Linux kernel -stable discussions
 help / color / mirror / Atom feed
* [REGRESSION] 6.12.y: d66792919d4f (sched/deadline: Use revised wakeup rule for dl_server) causes latencies up to 50ms with PREEMPT_RT
@ 2026-05-10 20:57 Lukas Beckmann
  2026-05-11  5:50 ` Mike Galbraith
  2026-05-11 14:21 ` Sasha Levin
  0 siblings, 2 replies; 5+ messages in thread
From: Lukas Beckmann @ 2026-05-10 20:57 UTC (permalink / raw)
  To: Peter Zijlstra, Juri Lelli, Sasha Levin
  Cc: regressions, stable, linux-rt-users

Hi,

I am reporting a regression which was introduced by d66792919d4f on 6.12.y.
Since this commit, cyclictest reports latencies up to 50 milliseconds, 
on kernels with CONFIG_PREEMPT_RT=y.

Steps to reproduce:
1. run a load (e.g. stress-ng --cpu 4 --io 2 --vm 2 --vm-bytes 128M)
2. run cyclictest (e.g. cyclictest -a -t -m -p 80 -i 250 -d 0)

cyclictest results on the current linux-6.12.y branch (tag v6.12.87):
# /dev/cpu_dma_latency set to 0us
policy: fifo: loadavg: 9.37 9.21 6.90 9/211 978
T: 0 ( 884) P:80 I:250 C:4688252 Min: 3 Act: 6 Avg: 6 Max: 51956
T: 1 ( 885) P:80 I:250 C:4688051 Min: 3 Act: 7 Avg: 6 Max: 50106
T: 2 ( 886) P:80 I:250 C:4688242 Min: 3 Act: 6 Avg: 6 Max: 51965
T: 3 ( 887) P:80 I:250 C:4688434 Min: 3 Act: 12 Avg: 8 Max: 59

cyclictest results on 6.12.y with d66792919d4f reverted:
# /dev/cpu_dma_latency set to 0us
policy: fifo: loadavg: 9.43 9.50 9.44 8/204 5758
T: 0 ( 862) P:80 I:250 C:272329322 Min: 3 Act: 6 Avg: 6 Max: 57
T: 1 ( 863) P:80 I:250 C:272329324 Min: 3 Act: 7 Avg: 6 Max: 77
T: 2 ( 864) P:80 I:250 C:272329322 Min: 3 Act: 7 Avg: 6 Max: 68
T: 3 ( 865) P:80 I:250 C:272329322 Min: 3 Act: 16 Avg: 7 Max: 81

This is reproducible on multiple machines.

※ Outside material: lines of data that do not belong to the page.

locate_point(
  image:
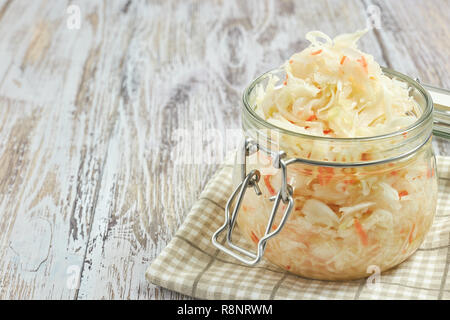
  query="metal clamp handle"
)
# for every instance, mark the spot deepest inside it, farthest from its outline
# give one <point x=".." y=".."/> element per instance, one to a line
<point x="249" y="180"/>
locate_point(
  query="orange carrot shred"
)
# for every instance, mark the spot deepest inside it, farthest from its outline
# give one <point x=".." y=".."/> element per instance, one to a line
<point x="365" y="156"/>
<point x="430" y="172"/>
<point x="255" y="239"/>
<point x="269" y="186"/>
<point x="363" y="63"/>
<point x="402" y="193"/>
<point x="361" y="233"/>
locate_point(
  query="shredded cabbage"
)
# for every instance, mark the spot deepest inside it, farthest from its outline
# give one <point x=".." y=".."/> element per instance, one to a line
<point x="333" y="89"/>
<point x="344" y="219"/>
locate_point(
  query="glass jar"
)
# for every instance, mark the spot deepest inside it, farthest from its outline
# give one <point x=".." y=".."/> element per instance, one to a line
<point x="332" y="208"/>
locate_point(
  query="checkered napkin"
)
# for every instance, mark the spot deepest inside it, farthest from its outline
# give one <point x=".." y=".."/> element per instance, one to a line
<point x="191" y="265"/>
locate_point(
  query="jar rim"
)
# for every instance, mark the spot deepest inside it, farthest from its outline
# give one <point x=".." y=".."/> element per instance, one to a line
<point x="426" y="114"/>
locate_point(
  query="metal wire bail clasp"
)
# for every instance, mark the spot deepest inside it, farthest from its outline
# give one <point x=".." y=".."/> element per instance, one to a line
<point x="251" y="180"/>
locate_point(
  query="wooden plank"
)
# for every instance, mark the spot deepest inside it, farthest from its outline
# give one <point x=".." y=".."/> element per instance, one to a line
<point x="90" y="117"/>
<point x="414" y="39"/>
<point x="55" y="127"/>
<point x="186" y="66"/>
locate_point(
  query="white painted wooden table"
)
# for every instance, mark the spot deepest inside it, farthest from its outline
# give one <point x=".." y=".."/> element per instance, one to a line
<point x="88" y="114"/>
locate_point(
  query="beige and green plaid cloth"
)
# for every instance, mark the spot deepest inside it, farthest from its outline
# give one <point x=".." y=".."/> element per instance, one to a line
<point x="191" y="265"/>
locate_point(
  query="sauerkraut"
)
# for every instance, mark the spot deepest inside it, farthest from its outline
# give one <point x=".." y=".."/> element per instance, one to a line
<point x="345" y="219"/>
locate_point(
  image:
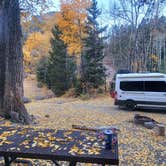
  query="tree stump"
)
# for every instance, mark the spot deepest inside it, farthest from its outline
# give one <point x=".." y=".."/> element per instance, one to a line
<point x="160" y="130"/>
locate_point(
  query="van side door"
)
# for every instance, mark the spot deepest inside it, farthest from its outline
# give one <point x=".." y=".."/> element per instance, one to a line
<point x="155" y="92"/>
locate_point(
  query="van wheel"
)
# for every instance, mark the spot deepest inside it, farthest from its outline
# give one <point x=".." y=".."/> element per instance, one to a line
<point x="130" y="105"/>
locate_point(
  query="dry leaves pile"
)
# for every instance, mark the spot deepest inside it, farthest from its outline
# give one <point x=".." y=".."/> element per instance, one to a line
<point x="137" y="145"/>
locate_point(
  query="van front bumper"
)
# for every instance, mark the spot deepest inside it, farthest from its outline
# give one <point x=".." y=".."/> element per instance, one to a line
<point x="119" y="102"/>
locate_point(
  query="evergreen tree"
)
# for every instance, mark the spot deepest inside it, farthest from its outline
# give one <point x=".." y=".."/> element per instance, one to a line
<point x="93" y="74"/>
<point x="57" y="64"/>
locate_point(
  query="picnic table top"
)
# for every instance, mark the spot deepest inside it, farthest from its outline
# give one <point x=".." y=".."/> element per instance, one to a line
<point x="65" y="145"/>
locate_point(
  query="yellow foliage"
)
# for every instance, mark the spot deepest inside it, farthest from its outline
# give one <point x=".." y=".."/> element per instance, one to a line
<point x="71" y="21"/>
<point x="154" y="58"/>
<point x="36" y="46"/>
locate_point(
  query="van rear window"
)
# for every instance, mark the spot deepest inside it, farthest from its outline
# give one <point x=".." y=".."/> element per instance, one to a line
<point x="132" y="85"/>
<point x="155" y="86"/>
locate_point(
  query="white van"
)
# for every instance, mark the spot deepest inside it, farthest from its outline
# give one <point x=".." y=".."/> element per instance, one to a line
<point x="141" y="90"/>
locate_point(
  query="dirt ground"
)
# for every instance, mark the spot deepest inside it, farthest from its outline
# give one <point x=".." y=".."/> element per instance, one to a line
<point x="137" y="145"/>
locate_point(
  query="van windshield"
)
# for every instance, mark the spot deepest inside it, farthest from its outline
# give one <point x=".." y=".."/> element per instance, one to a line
<point x="148" y="86"/>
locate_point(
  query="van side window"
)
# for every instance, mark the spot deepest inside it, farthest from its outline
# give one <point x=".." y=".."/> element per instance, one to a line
<point x="155" y="86"/>
<point x="132" y="85"/>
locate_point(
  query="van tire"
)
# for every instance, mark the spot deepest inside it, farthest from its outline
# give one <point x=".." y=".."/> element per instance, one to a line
<point x="130" y="105"/>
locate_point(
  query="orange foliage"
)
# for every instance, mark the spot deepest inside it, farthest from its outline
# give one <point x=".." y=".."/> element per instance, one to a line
<point x="71" y="21"/>
<point x="36" y="46"/>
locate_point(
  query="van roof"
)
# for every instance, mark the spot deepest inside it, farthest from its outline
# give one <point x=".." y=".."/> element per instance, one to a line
<point x="141" y="75"/>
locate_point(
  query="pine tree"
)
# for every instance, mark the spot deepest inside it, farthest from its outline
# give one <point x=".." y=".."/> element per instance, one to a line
<point x="57" y="64"/>
<point x="92" y="60"/>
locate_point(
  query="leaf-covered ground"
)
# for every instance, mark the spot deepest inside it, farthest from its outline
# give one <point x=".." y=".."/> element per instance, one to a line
<point x="137" y="145"/>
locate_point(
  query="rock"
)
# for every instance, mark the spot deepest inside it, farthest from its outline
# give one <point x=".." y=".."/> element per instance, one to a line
<point x="26" y="100"/>
<point x="47" y="116"/>
<point x="160" y="130"/>
<point x="39" y="97"/>
<point x="14" y="116"/>
<point x="149" y="125"/>
<point x="39" y="85"/>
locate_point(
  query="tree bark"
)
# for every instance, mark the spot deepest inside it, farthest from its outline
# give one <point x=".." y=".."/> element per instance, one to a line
<point x="11" y="63"/>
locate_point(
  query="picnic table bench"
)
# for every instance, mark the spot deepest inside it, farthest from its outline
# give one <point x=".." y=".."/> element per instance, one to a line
<point x="55" y="145"/>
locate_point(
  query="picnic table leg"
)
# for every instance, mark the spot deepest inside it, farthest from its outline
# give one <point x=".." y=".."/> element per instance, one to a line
<point x="9" y="160"/>
<point x="72" y="163"/>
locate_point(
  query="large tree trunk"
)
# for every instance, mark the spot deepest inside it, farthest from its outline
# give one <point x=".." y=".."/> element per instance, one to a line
<point x="11" y="63"/>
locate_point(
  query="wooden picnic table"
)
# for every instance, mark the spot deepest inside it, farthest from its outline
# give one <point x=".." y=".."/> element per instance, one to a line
<point x="55" y="145"/>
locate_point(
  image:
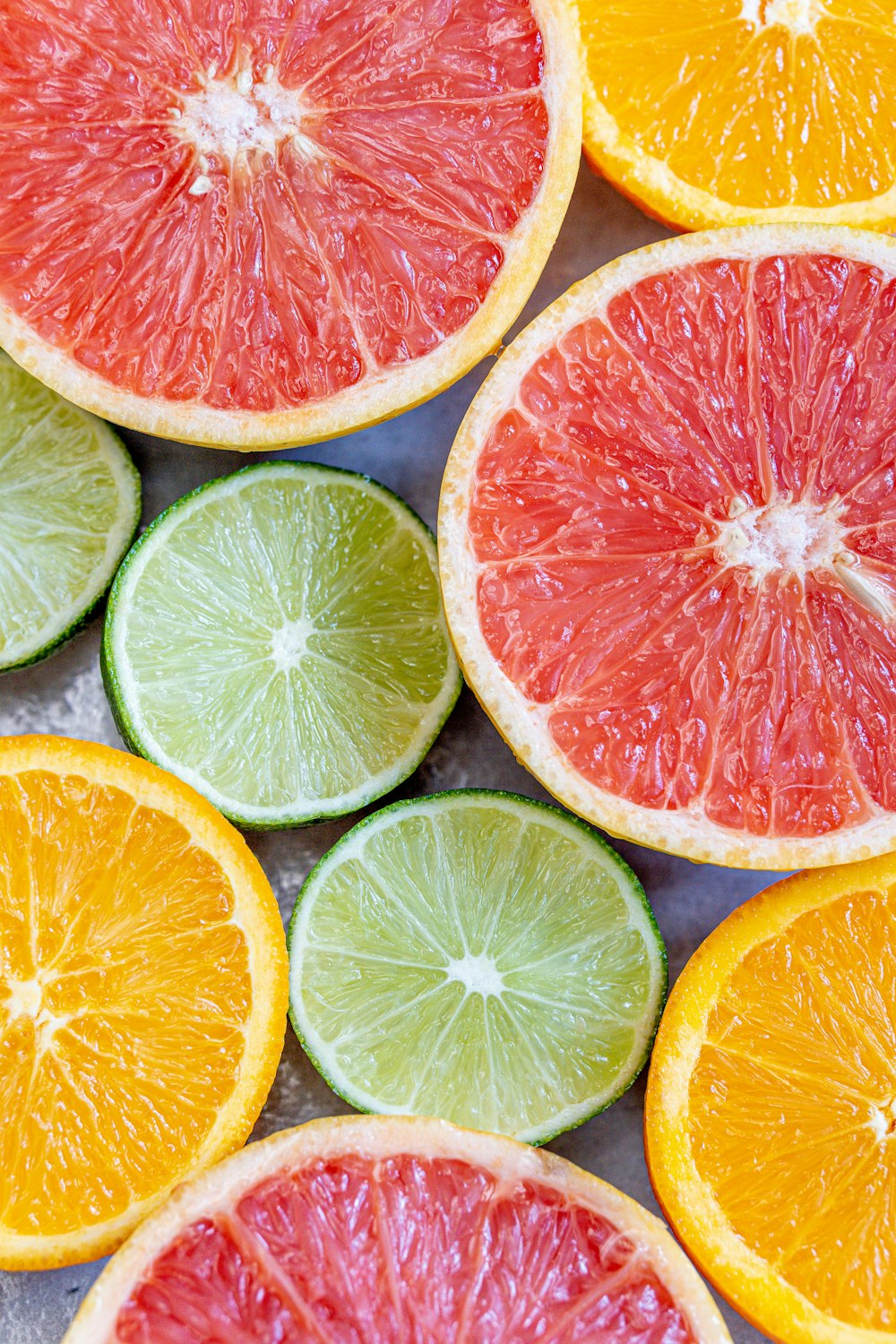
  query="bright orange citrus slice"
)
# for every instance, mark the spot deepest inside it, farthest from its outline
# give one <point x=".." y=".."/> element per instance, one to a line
<point x="142" y="995"/>
<point x="726" y="112"/>
<point x="771" y="1107"/>
<point x="392" y="1228"/>
<point x="668" y="546"/>
<point x="263" y="222"/>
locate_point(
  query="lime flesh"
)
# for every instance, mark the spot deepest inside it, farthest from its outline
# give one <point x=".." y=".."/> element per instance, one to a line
<point x="69" y="508"/>
<point x="277" y="640"/>
<point x="479" y="957"/>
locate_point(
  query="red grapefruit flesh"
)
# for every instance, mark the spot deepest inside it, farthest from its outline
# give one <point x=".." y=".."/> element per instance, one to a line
<point x="360" y="1230"/>
<point x="669" y="546"/>
<point x="253" y="222"/>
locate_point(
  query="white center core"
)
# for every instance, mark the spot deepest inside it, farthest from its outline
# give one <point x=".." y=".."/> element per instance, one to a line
<point x="477" y="975"/>
<point x="791" y="537"/>
<point x="234" y="115"/>
<point x="289" y="644"/>
<point x="797" y="15"/>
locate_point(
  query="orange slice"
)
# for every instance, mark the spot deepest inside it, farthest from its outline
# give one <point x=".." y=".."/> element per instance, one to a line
<point x="394" y="1228"/>
<point x="771" y="1107"/>
<point x="263" y="222"/>
<point x="142" y="995"/>
<point x="668" y="546"/>
<point x="724" y="112"/>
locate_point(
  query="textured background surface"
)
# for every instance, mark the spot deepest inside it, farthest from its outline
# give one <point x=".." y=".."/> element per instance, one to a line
<point x="65" y="695"/>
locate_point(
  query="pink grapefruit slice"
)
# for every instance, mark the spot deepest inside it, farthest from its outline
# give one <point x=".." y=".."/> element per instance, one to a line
<point x="394" y="1228"/>
<point x="668" y="545"/>
<point x="255" y="222"/>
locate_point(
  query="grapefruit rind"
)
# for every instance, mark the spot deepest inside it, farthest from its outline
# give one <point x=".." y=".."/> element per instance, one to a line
<point x="519" y="720"/>
<point x="743" y="1277"/>
<point x="382" y="1137"/>
<point x="65" y="625"/>
<point x="260" y="921"/>
<point x="567" y="1117"/>
<point x="120" y="685"/>
<point x="387" y="392"/>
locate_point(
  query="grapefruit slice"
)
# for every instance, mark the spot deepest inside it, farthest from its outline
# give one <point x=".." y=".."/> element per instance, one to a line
<point x="255" y="223"/>
<point x="398" y="1228"/>
<point x="668" y="546"/>
<point x="770" y="1120"/>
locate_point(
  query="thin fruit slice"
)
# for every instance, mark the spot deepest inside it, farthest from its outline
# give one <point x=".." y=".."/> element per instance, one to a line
<point x="771" y="1107"/>
<point x="387" y="1230"/>
<point x="277" y="640"/>
<point x="263" y="222"/>
<point x="69" y="511"/>
<point x="142" y="995"/>
<point x="668" y="546"/>
<point x="732" y="112"/>
<point x="479" y="957"/>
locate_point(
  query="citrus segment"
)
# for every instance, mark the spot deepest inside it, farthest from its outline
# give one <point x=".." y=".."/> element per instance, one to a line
<point x="142" y="984"/>
<point x="724" y="112"/>
<point x="383" y="1228"/>
<point x="258" y="223"/>
<point x="668" y="562"/>
<point x="69" y="507"/>
<point x="476" y="956"/>
<point x="778" y="1042"/>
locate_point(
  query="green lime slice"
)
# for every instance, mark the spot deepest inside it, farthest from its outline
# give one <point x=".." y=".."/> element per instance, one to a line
<point x="479" y="957"/>
<point x="69" y="510"/>
<point x="277" y="640"/>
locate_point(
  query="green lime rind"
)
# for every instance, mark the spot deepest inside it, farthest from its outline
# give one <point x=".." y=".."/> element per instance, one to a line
<point x="336" y="984"/>
<point x="70" y="500"/>
<point x="398" y="580"/>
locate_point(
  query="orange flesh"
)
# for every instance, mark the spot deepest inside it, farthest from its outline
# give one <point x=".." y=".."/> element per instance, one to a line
<point x="403" y="1247"/>
<point x="124" y="994"/>
<point x="352" y="223"/>
<point x="798" y="1072"/>
<point x="759" y="102"/>
<point x="681" y="660"/>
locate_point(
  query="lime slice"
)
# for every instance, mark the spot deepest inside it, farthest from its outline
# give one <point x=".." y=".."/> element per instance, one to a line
<point x="69" y="510"/>
<point x="479" y="957"/>
<point x="277" y="640"/>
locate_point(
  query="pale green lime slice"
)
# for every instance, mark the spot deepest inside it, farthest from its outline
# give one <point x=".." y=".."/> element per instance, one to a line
<point x="69" y="508"/>
<point x="479" y="957"/>
<point x="277" y="640"/>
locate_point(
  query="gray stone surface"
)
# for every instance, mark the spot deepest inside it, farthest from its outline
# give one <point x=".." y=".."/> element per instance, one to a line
<point x="65" y="695"/>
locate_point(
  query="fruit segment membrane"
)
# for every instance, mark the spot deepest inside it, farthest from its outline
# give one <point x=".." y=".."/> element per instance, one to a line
<point x="685" y="535"/>
<point x="257" y="203"/>
<point x="349" y="1249"/>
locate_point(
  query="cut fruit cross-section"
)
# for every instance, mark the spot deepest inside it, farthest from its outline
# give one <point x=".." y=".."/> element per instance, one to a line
<point x="668" y="546"/>
<point x="394" y="1228"/>
<point x="263" y="222"/>
<point x="142" y="995"/>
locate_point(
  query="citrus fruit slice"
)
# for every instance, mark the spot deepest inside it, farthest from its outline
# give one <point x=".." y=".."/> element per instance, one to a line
<point x="728" y="112"/>
<point x="142" y="995"/>
<point x="277" y="640"/>
<point x="479" y="957"/>
<point x="382" y="1228"/>
<point x="260" y="223"/>
<point x="771" y="1107"/>
<point x="668" y="546"/>
<point x="69" y="510"/>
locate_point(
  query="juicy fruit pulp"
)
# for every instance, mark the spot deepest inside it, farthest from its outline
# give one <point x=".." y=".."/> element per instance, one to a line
<point x="785" y="1051"/>
<point x="402" y="1245"/>
<point x="126" y="997"/>
<point x="252" y="206"/>
<point x="479" y="957"/>
<point x="684" y="540"/>
<point x="723" y="109"/>
<point x="277" y="639"/>
<point x="69" y="505"/>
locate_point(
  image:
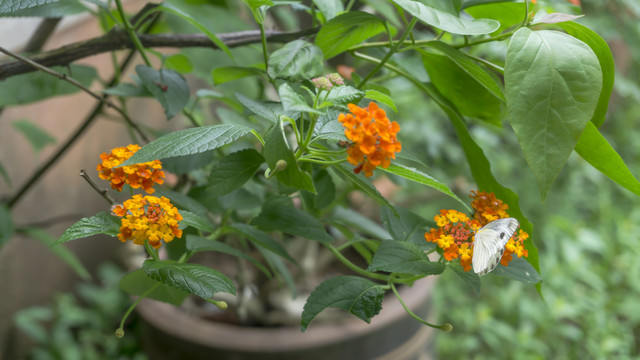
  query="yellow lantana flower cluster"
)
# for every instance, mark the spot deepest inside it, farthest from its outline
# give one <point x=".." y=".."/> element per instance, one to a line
<point x="373" y="136"/>
<point x="142" y="175"/>
<point x="148" y="218"/>
<point x="455" y="231"/>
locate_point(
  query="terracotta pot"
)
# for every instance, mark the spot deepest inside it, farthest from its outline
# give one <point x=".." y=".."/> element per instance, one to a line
<point x="169" y="333"/>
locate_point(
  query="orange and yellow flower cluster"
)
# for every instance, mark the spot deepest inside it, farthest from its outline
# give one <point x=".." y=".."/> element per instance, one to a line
<point x="373" y="137"/>
<point x="142" y="175"/>
<point x="455" y="231"/>
<point x="148" y="218"/>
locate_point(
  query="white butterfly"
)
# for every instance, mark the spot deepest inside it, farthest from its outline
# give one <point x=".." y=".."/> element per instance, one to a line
<point x="489" y="244"/>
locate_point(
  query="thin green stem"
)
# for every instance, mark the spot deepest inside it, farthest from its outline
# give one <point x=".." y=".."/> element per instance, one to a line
<point x="389" y="53"/>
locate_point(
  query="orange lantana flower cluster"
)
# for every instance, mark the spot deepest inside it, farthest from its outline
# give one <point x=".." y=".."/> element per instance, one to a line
<point x="373" y="136"/>
<point x="142" y="175"/>
<point x="455" y="232"/>
<point x="148" y="218"/>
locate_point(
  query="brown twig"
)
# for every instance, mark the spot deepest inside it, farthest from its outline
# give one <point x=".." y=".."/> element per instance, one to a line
<point x="118" y="40"/>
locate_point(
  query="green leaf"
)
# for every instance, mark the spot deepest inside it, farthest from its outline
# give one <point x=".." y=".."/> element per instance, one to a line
<point x="197" y="244"/>
<point x="361" y="182"/>
<point x="605" y="58"/>
<point x="472" y="279"/>
<point x="36" y="86"/>
<point x="167" y="86"/>
<point x="347" y="30"/>
<point x="261" y="239"/>
<point x="343" y="95"/>
<point x="405" y="225"/>
<point x="225" y="74"/>
<point x="7" y="228"/>
<point x="64" y="254"/>
<point x="282" y="216"/>
<point x="138" y="283"/>
<point x="552" y="82"/>
<point x="470" y="96"/>
<point x="40" y="8"/>
<point x="296" y="61"/>
<point x="191" y="278"/>
<point x="196" y="221"/>
<point x="519" y="269"/>
<point x="101" y="223"/>
<point x="447" y="21"/>
<point x="233" y="171"/>
<point x="174" y="9"/>
<point x="38" y="138"/>
<point x="405" y="258"/>
<point x="415" y="175"/>
<point x="381" y="98"/>
<point x="277" y="149"/>
<point x="597" y="151"/>
<point x="291" y="101"/>
<point x="187" y="142"/>
<point x="361" y="297"/>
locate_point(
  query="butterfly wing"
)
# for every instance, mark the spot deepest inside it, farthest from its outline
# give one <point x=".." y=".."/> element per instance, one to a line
<point x="489" y="244"/>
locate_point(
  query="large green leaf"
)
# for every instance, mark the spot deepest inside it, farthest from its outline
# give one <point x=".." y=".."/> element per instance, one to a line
<point x="552" y="82"/>
<point x="361" y="297"/>
<point x="347" y="30"/>
<point x="416" y="175"/>
<point x="446" y="21"/>
<point x="167" y="86"/>
<point x="281" y="215"/>
<point x="296" y="61"/>
<point x="191" y="278"/>
<point x="138" y="283"/>
<point x="277" y="151"/>
<point x="597" y="151"/>
<point x="602" y="51"/>
<point x="405" y="258"/>
<point x="187" y="142"/>
<point x="40" y="8"/>
<point x="233" y="171"/>
<point x="101" y="223"/>
<point x="36" y="86"/>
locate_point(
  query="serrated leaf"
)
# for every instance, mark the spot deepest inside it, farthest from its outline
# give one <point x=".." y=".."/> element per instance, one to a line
<point x="191" y="278"/>
<point x="405" y="225"/>
<point x="361" y="297"/>
<point x="101" y="223"/>
<point x="472" y="279"/>
<point x="447" y="21"/>
<point x="187" y="142"/>
<point x="233" y="171"/>
<point x="596" y="150"/>
<point x="36" y="86"/>
<point x="262" y="239"/>
<point x="278" y="215"/>
<point x="296" y="61"/>
<point x="40" y="8"/>
<point x="605" y="58"/>
<point x="518" y="269"/>
<point x="347" y="30"/>
<point x="225" y="74"/>
<point x="404" y="258"/>
<point x="277" y="149"/>
<point x="138" y="283"/>
<point x="381" y="98"/>
<point x="415" y="175"/>
<point x="7" y="229"/>
<point x="552" y="83"/>
<point x="196" y="221"/>
<point x="38" y="138"/>
<point x="167" y="86"/>
<point x="197" y="244"/>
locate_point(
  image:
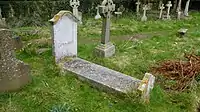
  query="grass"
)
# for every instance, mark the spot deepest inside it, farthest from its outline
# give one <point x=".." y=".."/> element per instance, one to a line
<point x="51" y="91"/>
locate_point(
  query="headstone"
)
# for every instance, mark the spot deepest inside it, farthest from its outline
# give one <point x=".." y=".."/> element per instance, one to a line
<point x="161" y="11"/>
<point x="146" y="86"/>
<point x="64" y="32"/>
<point x="179" y="15"/>
<point x="187" y="8"/>
<point x="106" y="48"/>
<point x="138" y="7"/>
<point x="169" y="5"/>
<point x="75" y="4"/>
<point x="144" y="17"/>
<point x="18" y="45"/>
<point x="119" y="12"/>
<point x="98" y="16"/>
<point x="14" y="74"/>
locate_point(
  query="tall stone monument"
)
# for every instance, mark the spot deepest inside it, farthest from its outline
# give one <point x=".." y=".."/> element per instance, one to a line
<point x="75" y="4"/>
<point x="138" y="7"/>
<point x="14" y="74"/>
<point x="106" y="48"/>
<point x="64" y="30"/>
<point x="169" y="5"/>
<point x="144" y="17"/>
<point x="186" y="8"/>
<point x="161" y="11"/>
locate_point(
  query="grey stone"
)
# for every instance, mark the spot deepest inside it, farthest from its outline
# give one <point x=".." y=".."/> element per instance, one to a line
<point x="18" y="45"/>
<point x="14" y="74"/>
<point x="144" y="17"/>
<point x="106" y="8"/>
<point x="187" y="8"/>
<point x="161" y="11"/>
<point x="101" y="77"/>
<point x="105" y="50"/>
<point x="169" y="5"/>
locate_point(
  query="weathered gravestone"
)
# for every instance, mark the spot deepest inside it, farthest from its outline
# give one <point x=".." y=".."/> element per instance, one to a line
<point x="187" y="8"/>
<point x="75" y="4"/>
<point x="144" y="17"/>
<point x="13" y="73"/>
<point x="138" y="7"/>
<point x="161" y="11"/>
<point x="146" y="86"/>
<point x="64" y="35"/>
<point x="169" y="5"/>
<point x="65" y="47"/>
<point x="98" y="16"/>
<point x="106" y="48"/>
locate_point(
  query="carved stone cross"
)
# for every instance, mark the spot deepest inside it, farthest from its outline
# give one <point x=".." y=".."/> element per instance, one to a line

It looks like the timer fires and there is also a sched_waking event in 
the trace, but the cyclictest thread does not get scheduled for another 
50ms.

I found this, because Debian updated its rt kernel from 6.12.74 to 6.12.85.
The issue was also present with upstream 6.12.85 and HEAD, but not with 
6.12.74, so I started bisecting and eventually found d66792919d4f.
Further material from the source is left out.